Today, Governors Island is New York’s summer playground, a picturesque island full of art, bike trails, and shaded picnic spots, but not that long ago, its 19th-century fort, Castle Williams, was actually used as a prison, first during the Civil War, and later for offenders within the US Army.
“Art offers prisoners a new conviction that, although their circumstances may seem inescapable, their memories, experiences, and hopeful dispositions are preserved,” explained curator Anastasia Voron, director of exhibitions at New York’s Wallplay, in a statement. She sees art as a therapeutic means of escapism for inmates, allowing them to focus on something other than their confinement.

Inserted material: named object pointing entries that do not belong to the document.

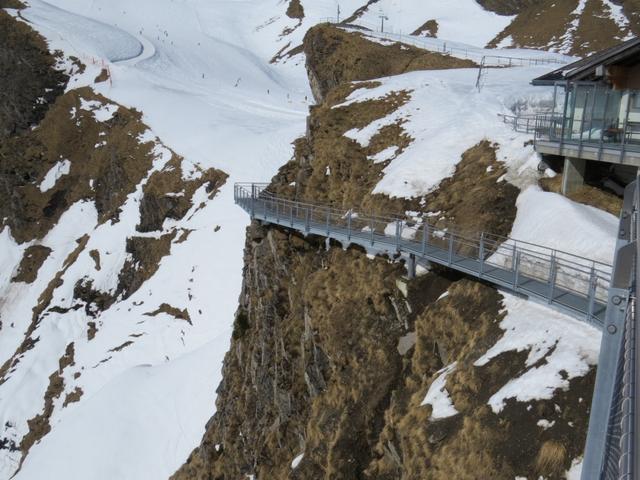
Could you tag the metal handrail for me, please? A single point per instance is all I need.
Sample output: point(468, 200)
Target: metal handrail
point(611, 451)
point(570, 278)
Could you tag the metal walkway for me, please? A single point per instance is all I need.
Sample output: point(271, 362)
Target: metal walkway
point(595, 292)
point(576, 285)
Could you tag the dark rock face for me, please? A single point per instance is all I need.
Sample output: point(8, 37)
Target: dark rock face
point(506, 7)
point(28, 81)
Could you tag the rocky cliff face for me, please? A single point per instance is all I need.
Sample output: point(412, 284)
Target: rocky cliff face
point(62, 153)
point(28, 83)
point(333, 351)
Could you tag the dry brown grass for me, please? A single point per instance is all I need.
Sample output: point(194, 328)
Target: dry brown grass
point(295, 10)
point(335, 57)
point(167, 195)
point(428, 29)
point(552, 459)
point(32, 260)
point(173, 311)
point(39, 425)
point(543, 24)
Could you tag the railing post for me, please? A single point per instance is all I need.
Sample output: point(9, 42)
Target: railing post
point(593, 284)
point(552, 276)
point(481, 254)
point(625, 126)
point(567, 89)
point(603, 126)
point(253, 201)
point(584, 111)
point(371, 226)
point(328, 222)
point(425, 238)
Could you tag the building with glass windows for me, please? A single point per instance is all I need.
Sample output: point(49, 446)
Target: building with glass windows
point(596, 115)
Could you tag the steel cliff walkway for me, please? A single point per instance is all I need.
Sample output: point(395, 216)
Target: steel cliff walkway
point(595, 292)
point(574, 284)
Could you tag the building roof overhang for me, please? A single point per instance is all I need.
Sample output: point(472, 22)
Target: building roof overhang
point(587, 69)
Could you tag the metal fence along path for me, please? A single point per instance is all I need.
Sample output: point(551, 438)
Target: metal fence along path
point(574, 284)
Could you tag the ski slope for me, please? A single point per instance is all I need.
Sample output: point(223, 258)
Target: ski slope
point(200, 73)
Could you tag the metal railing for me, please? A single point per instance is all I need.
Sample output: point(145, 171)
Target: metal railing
point(576, 284)
point(611, 452)
point(442, 47)
point(521, 123)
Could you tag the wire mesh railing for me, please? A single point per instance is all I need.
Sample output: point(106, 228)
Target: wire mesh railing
point(611, 451)
point(523, 123)
point(576, 283)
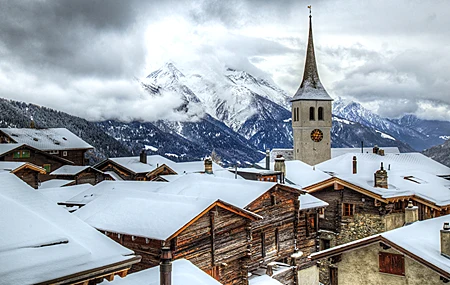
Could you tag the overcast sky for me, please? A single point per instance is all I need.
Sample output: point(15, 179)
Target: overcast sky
point(83, 56)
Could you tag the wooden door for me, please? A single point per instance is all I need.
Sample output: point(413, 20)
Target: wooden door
point(333, 276)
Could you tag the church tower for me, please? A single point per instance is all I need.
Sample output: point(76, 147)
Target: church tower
point(311, 113)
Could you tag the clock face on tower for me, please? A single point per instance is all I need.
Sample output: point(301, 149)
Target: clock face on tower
point(316, 135)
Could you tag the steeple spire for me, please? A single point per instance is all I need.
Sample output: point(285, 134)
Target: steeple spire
point(311, 88)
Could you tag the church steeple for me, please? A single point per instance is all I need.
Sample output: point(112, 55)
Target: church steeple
point(311, 88)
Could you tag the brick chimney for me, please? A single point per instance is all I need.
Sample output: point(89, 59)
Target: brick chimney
point(280, 166)
point(380, 178)
point(208, 165)
point(445, 240)
point(411, 213)
point(165, 267)
point(143, 156)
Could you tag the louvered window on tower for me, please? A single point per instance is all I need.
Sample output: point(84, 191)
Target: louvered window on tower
point(311, 114)
point(320, 114)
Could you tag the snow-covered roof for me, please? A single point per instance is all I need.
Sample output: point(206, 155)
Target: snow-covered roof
point(40, 241)
point(69, 170)
point(420, 240)
point(183, 273)
point(47, 139)
point(409, 174)
point(113, 175)
point(161, 215)
point(134, 164)
point(238, 192)
point(344, 150)
point(308, 201)
point(106, 186)
point(7, 147)
point(301, 174)
point(54, 183)
point(263, 280)
point(62, 194)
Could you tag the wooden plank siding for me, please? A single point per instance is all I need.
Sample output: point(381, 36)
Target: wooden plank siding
point(218, 241)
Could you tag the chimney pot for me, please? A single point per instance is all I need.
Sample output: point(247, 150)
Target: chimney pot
point(165, 267)
point(445, 240)
point(411, 213)
point(208, 165)
point(280, 166)
point(143, 156)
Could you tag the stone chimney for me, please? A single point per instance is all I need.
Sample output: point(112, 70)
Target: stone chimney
point(411, 213)
point(208, 165)
point(165, 267)
point(280, 166)
point(380, 178)
point(143, 156)
point(375, 149)
point(445, 240)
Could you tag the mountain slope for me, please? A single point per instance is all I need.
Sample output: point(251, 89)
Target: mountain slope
point(18, 115)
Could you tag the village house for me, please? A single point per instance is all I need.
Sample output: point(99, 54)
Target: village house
point(44, 244)
point(59, 142)
point(182, 271)
point(416, 254)
point(26, 171)
point(212, 234)
point(80, 174)
point(140, 168)
point(14, 152)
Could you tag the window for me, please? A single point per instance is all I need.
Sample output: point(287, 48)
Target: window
point(348, 209)
point(312, 117)
point(325, 244)
point(320, 114)
point(392, 263)
point(277, 240)
point(263, 244)
point(21, 154)
point(322, 213)
point(47, 168)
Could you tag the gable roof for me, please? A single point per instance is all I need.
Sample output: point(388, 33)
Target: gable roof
point(134, 165)
point(183, 273)
point(161, 216)
point(411, 175)
point(239, 192)
point(47, 139)
point(419, 241)
point(71, 170)
point(13, 166)
point(41, 242)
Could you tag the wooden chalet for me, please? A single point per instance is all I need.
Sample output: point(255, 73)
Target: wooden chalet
point(26, 171)
point(80, 174)
point(142, 168)
point(58, 142)
point(213, 235)
point(417, 253)
point(57, 247)
point(24, 153)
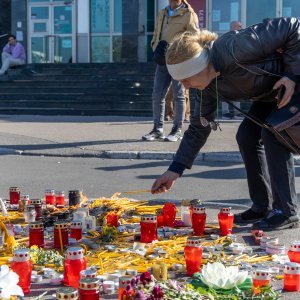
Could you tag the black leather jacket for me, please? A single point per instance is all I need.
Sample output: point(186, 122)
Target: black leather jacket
point(240, 56)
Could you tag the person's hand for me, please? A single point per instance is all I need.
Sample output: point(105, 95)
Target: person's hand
point(164, 182)
point(289, 86)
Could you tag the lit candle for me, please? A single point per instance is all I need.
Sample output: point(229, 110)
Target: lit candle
point(225, 218)
point(291, 279)
point(294, 252)
point(89, 289)
point(60, 198)
point(124, 286)
point(260, 278)
point(73, 265)
point(66, 293)
point(148, 228)
point(50, 196)
point(193, 255)
point(76, 230)
point(22, 265)
point(14, 195)
point(198, 219)
point(169, 213)
point(36, 234)
point(61, 238)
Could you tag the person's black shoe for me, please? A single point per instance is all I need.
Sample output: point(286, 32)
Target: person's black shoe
point(249, 216)
point(277, 222)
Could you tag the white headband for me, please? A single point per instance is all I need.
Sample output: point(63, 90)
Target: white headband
point(189, 67)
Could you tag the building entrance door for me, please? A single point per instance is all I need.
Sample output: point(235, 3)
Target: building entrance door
point(51, 31)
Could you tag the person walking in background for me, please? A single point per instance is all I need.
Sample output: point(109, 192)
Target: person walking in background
point(226, 113)
point(169, 114)
point(174, 19)
point(13, 54)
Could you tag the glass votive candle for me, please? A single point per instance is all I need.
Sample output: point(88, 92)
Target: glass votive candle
point(198, 219)
point(14, 195)
point(76, 230)
point(36, 234)
point(60, 198)
point(29, 214)
point(291, 278)
point(88, 273)
point(185, 210)
point(169, 213)
point(112, 219)
point(74, 198)
point(148, 228)
point(67, 293)
point(294, 252)
point(193, 255)
point(22, 265)
point(73, 265)
point(50, 196)
point(260, 278)
point(225, 217)
point(89, 289)
point(37, 203)
point(24, 200)
point(61, 238)
point(124, 282)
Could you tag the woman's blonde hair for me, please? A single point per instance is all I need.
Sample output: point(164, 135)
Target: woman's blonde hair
point(187, 45)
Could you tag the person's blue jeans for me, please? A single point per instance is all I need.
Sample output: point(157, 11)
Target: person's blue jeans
point(162, 81)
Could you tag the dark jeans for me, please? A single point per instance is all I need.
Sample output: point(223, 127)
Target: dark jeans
point(269, 165)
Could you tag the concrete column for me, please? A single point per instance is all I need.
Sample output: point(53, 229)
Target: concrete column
point(83, 28)
point(19, 21)
point(130, 20)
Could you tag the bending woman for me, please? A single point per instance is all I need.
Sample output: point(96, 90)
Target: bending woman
point(252, 63)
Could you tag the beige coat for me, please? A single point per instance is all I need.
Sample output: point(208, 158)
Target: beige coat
point(185, 19)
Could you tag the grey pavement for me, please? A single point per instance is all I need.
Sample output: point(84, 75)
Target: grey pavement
point(105, 137)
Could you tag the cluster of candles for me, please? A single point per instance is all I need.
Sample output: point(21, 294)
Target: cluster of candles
point(52, 197)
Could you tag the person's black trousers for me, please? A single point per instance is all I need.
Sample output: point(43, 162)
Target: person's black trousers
point(269, 165)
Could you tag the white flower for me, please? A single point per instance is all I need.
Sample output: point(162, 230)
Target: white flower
point(8, 283)
point(217, 276)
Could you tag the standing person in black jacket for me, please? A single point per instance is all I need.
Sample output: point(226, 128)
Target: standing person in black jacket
point(223, 68)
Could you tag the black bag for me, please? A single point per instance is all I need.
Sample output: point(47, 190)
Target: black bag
point(159, 54)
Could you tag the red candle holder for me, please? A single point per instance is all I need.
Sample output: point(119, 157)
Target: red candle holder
point(169, 213)
point(198, 219)
point(60, 198)
point(37, 203)
point(294, 252)
point(148, 228)
point(260, 278)
point(89, 289)
point(76, 230)
point(22, 265)
point(225, 218)
point(88, 273)
point(63, 228)
point(36, 234)
point(50, 197)
point(291, 278)
point(66, 293)
point(73, 265)
point(193, 255)
point(112, 219)
point(124, 282)
point(14, 195)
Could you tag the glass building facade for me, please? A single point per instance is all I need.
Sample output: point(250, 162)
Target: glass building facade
point(60, 31)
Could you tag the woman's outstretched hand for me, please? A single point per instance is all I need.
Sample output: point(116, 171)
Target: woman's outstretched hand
point(164, 182)
point(289, 86)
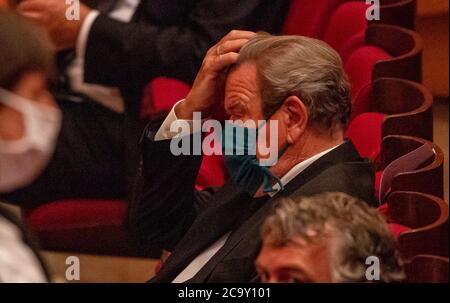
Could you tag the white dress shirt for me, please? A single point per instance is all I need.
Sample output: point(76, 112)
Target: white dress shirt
point(197, 264)
point(107, 96)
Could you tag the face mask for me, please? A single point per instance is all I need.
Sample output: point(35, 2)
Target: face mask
point(22, 160)
point(239, 150)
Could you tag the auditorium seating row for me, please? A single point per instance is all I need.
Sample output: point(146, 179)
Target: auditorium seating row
point(392, 124)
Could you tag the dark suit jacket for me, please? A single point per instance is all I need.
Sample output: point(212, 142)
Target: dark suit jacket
point(170, 38)
point(167, 212)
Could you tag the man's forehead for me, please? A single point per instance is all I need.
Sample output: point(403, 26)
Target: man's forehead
point(242, 73)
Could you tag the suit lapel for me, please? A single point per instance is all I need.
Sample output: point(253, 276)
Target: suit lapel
point(207, 228)
point(344, 153)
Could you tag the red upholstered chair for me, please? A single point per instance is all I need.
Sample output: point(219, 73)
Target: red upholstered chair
point(391, 107)
point(359, 68)
point(348, 24)
point(161, 94)
point(309, 18)
point(347, 27)
point(425, 218)
point(428, 178)
point(365, 132)
point(427, 269)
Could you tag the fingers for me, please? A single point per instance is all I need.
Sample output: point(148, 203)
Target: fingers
point(237, 34)
point(223, 61)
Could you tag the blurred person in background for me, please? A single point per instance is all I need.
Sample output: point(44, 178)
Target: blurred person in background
point(29, 126)
point(104, 61)
point(326, 238)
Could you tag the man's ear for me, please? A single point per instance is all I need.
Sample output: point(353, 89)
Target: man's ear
point(295, 118)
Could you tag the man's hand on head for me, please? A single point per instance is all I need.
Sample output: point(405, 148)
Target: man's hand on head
point(51, 16)
point(208, 88)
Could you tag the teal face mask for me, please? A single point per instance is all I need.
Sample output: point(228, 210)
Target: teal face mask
point(239, 150)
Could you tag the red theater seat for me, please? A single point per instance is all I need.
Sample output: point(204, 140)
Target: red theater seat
point(84, 226)
point(309, 18)
point(161, 94)
point(398, 12)
point(426, 216)
point(96, 226)
point(365, 132)
point(359, 67)
point(427, 178)
point(427, 269)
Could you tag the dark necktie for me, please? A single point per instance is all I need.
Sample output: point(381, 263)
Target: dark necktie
point(61, 87)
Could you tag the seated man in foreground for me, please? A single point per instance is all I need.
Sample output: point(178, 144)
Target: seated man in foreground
point(295, 83)
point(330, 237)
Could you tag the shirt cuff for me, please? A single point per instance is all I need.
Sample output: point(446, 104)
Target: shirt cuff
point(84, 33)
point(164, 132)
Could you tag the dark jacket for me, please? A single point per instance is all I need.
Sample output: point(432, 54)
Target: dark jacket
point(168, 213)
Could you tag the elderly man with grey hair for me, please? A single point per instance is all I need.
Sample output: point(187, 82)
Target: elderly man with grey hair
point(295, 94)
point(330, 237)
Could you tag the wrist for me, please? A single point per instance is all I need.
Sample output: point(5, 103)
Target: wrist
point(184, 110)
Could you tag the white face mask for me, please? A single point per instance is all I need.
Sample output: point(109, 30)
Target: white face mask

The Safe Streets Arts Foundation, dedicated to using art to help rehabilitate persons in the prison system, organized the show. They hope to help inmates establish productive careers as artists after their release, facilitating their reintegration into society.
For Papa, art literally gave him a way out of prison, when Mike Kelley chose his painting “15 Years to Life – Self-Portrait” for inclusion in an installation at the Whitney Museum of American Art. Papa was eventually pardoned by Governor George Pataki.
The exhibition includes a selection of Papa’s oil paintings, which now sell for thousands of dollars. Except for Manson’s work, every artwork is available for sale and is accompanied by a handwritten letter from the artist.
“Escaping Time: Art From U.S. Prisons,” is on view at Governors Island on the weekends from August 1–September 27, 2015.